Bryan Castillo

Personal information
- Full name: Bryan José Castillo Rosendo
- Date of birth: 14 May 2001 (age 25)
- Place of birth: Barquisimeto, Venezuela
- Height: 1.86 m (6 ft 1 in)
- Position: Forward

Team information
- Current team: Carabobo

Youth career
- Deportivo Lara

Senior career*
- Years: Team / Apps / (Gls)
- 2018–2022: Deportivo Lara / 69 / (7)
- 2023–2025: Deportivo Táchira / 58 / (15)
- 2025–2026: Oleksandriya / 25 / (3)
- 2026–: Carabobo / 0 / (0)

International career^{‡}
- 2024: Venezuela U23 / 2 / (0)

= Bryan Castillo =

Venezuelan footballer (born 2001)

Bryan José Castillo Rosendo (born 14 May 2001) is a Venezuelan footballer who plays as a forward for Carabobo.

==Early life==
Castillo was born on 24 May 2001. Born in Barquisimeto, Venezuela, he is a native of Lara, Venezuela.

==Club career==
As a youth player, Castillo joined the youth academy of Venezuelan side Asociación Civil Deportivo Lara and was promoted to the club's senior team in 2018, where he made sixty-nine league appearances and scored seven goals.
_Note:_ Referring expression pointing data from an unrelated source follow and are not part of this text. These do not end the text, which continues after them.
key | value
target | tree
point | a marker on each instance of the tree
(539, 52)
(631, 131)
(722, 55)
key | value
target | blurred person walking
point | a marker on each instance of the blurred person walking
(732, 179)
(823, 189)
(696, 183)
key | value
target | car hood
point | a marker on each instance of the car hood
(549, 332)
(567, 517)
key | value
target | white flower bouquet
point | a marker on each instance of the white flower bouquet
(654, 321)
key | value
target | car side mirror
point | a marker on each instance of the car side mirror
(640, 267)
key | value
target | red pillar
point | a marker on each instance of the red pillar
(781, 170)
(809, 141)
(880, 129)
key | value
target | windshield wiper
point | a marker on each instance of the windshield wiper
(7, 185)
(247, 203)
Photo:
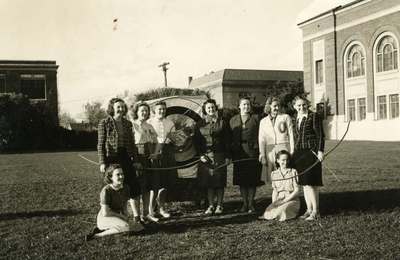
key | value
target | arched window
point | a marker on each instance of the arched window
(386, 54)
(355, 62)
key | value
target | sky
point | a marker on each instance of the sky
(99, 58)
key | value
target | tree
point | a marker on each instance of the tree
(94, 113)
(66, 119)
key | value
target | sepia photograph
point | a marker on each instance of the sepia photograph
(213, 129)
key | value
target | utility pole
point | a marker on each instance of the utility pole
(164, 68)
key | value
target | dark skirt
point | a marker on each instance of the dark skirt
(210, 178)
(149, 179)
(167, 178)
(301, 161)
(246, 173)
(130, 177)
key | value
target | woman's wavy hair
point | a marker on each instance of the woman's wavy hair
(136, 107)
(208, 101)
(248, 99)
(108, 173)
(268, 102)
(159, 103)
(301, 97)
(278, 155)
(110, 108)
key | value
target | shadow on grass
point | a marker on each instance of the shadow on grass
(331, 204)
(366, 201)
(40, 213)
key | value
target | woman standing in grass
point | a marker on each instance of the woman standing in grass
(145, 140)
(247, 171)
(308, 152)
(113, 215)
(116, 145)
(163, 128)
(212, 141)
(276, 134)
(285, 202)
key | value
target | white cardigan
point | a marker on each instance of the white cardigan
(279, 133)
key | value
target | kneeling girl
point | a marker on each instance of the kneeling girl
(285, 202)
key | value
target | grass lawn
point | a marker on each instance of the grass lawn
(49, 201)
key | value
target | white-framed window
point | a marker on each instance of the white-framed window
(394, 105)
(321, 109)
(351, 109)
(355, 61)
(386, 54)
(34, 86)
(319, 71)
(362, 108)
(382, 108)
(3, 87)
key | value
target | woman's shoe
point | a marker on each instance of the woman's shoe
(210, 210)
(251, 210)
(243, 209)
(312, 216)
(151, 218)
(218, 210)
(91, 235)
(164, 213)
(305, 215)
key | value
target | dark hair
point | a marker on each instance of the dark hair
(110, 108)
(136, 107)
(108, 173)
(301, 97)
(208, 101)
(248, 99)
(268, 102)
(278, 155)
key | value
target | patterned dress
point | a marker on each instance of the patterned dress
(246, 173)
(309, 139)
(212, 138)
(283, 188)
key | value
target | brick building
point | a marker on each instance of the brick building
(351, 67)
(36, 79)
(228, 85)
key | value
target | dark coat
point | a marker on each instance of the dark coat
(310, 135)
(107, 144)
(245, 137)
(213, 136)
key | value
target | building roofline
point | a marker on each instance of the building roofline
(28, 64)
(337, 8)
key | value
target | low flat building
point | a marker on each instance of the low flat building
(35, 79)
(227, 86)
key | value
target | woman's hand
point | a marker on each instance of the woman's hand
(203, 159)
(102, 168)
(262, 159)
(228, 161)
(320, 156)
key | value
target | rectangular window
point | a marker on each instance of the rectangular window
(319, 72)
(3, 84)
(382, 110)
(379, 63)
(351, 109)
(34, 86)
(320, 107)
(394, 105)
(362, 109)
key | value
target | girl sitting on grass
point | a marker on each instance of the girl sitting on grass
(113, 215)
(285, 202)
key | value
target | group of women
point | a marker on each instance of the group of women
(261, 150)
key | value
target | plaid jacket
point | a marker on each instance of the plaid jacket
(107, 144)
(310, 134)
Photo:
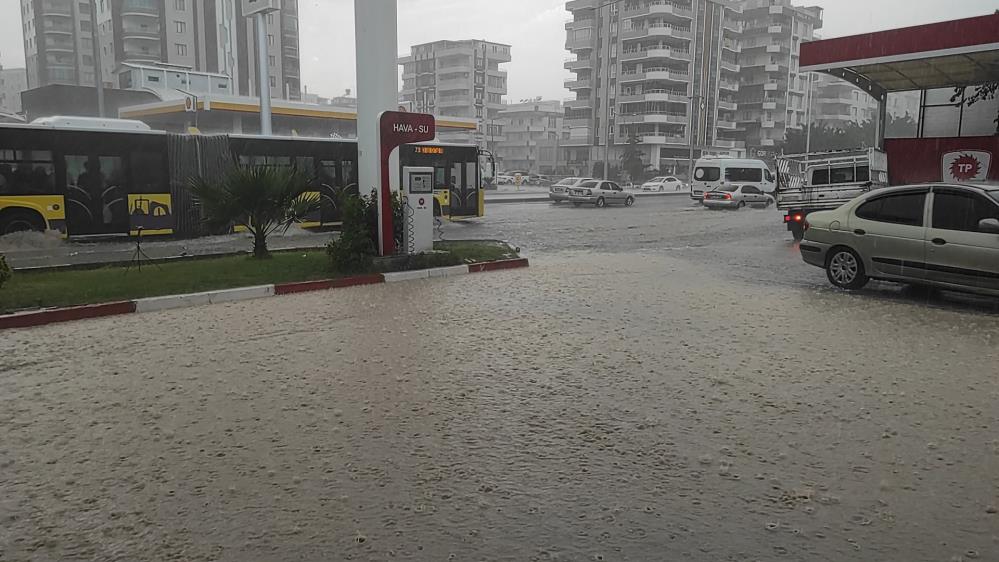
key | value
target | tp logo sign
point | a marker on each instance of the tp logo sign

Ahead of the 2023 season, he signed for Venezuelan side Deportivo Táchira FC, where he made fifty-eight league appearances and scored fifteen goals. Venezuelan news website wrote Balonazos in 2023 that he "became an important player for Táchira" while playing for the club. Following his stint there, he signed for Ukrainian side FC Oleksandriya in 2025.

==International career==
Castillo is a Venezuela youth international. During January and February 2024, he played for the Venezuela national under-23 football team at the 2024 CONMEBOL Pre-Olympic Tournament.

==Style of play==
Castillo plays as a forward. Venezuelan newspaper Diario Meridiano wrote in 2019 that he is "known as a classic number nine, with a powerful pivot to open up plays on the wings and a good shot from medium and long range. His aerial game is another of his strengths, along with his clinical finishing in one-on-one situations, where he is a true predator, giving him a knack for finding the back of the net".